Was Oracle’s $7 billion purchase of Sun Microsystems a mistake? There were plenty of critics of the deal last year when Oracle first bid for the venerable Silicon Valley firm. And while the jury is still out, Oracle’s impressed many with its systems approach and pruning of Sun’s unprofitable product lines. But as a systems vendors, Oracle finds itself with new competitors including former close ally HP. CEO Larry Ellison said most high end servers are purchased to run specific software and that Oracle has an advantage in offering integrated systems that run Oracle’s database and other enterprise software faster than competitors. Datamation reports on Oracle’s plans to become a major force in the systems business.
So much for coopetition. After reporting strong earnings that trumped analyst’s expectation, Oracle (NASDAQ: ORCL) CEO Larry Ellison gave former close ally Hewlett-Packard (NYSE: HPQ) fair warning that he’s gunning for their business.
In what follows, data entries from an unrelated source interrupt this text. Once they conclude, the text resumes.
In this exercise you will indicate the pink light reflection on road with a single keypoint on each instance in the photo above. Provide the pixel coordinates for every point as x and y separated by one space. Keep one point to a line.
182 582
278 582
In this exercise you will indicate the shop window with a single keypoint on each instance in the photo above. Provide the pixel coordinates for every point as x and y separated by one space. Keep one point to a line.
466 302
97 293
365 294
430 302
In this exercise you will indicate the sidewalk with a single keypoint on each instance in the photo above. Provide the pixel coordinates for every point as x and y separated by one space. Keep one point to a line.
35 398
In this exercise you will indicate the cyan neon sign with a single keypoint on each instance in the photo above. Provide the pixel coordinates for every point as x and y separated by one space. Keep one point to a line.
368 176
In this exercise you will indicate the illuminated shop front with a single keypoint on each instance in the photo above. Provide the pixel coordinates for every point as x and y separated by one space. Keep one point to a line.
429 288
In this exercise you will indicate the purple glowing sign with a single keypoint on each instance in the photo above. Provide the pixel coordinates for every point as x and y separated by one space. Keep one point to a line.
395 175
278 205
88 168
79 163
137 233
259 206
“Our goal is to be number one in high end systems for high end transaction processing and data warehousing,” Ellison said in a conference call with analysts following yesterday’s release of earnings for the second quarter. “We’re not interested in the low end, we’re after the high end, high margin part of the market. We think IBM (NYSE: IBM) is quite competitive, while HP’s servers are big, slow and offer little software value add.”